The main question it aims to answer is:
Does carvedilol reduce hepatic decompensation and mortality in these patients despite the absence of varices needing treatment.
Researchers will compare carvedilol to no carvedilol to see if carvedilol can prevent hepatic decompensation and mortality.
Participants will either take carvedilol or not taking carvedilol for 5 years with regular clinic visit for checkups and investigations, including blood tests, ultrasonography of the liver, upper gastrointestinal endoscopy, transient elastography.
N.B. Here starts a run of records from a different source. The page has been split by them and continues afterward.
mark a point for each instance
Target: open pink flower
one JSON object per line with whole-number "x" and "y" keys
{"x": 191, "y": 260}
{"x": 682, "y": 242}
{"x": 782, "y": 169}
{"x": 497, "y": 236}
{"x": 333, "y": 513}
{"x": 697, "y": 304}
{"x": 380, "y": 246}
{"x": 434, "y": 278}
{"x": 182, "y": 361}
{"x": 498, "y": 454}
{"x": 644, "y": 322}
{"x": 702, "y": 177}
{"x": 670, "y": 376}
The study is a multi-centre, open-label, randomised controlled trial conducted in Prince of Wales Hospital, a tertiary academic hospital in Hong Kong, as well as other international study sites. Eligible patients will be randomised to NSBB arm (i.e. receiving carvedilol) or conventional arm (i.e. not receiving carvedilol), aiming to test the hypothesis that Baveno VII criteria-guided carvedilol treatment in compensated advanced chronic liver disease (cACLD) patients in grey zone or with clinically significant portal hypertension (CSPH) is superior to not treating them in the absence of high-risk varices (HRV), in terms of prevention of first occurrence of hepatic decompensation and mortality. Consecutive patients in the participating study sites with cACLD fulfilling the high-risk grey zone and CSPH criteria by LSM and platelet count will be invited to this study. The patients will undergo oesophagogastroduodenoscopy (OGD) for screening of oesophageal varices (OV). Those without HRV will be randomised into NSBB and conventional arms. Patients in the NSBB arm will be started on carvedilol. Those in the conventional arm will not receive NSBB as per current standard of practice. The expected accrual duration is 24 months with an interim analysis to be performed when all enrolled patients have reached 1 year of follow-up or the primary endpoint. The total follow-up duration is 5 years.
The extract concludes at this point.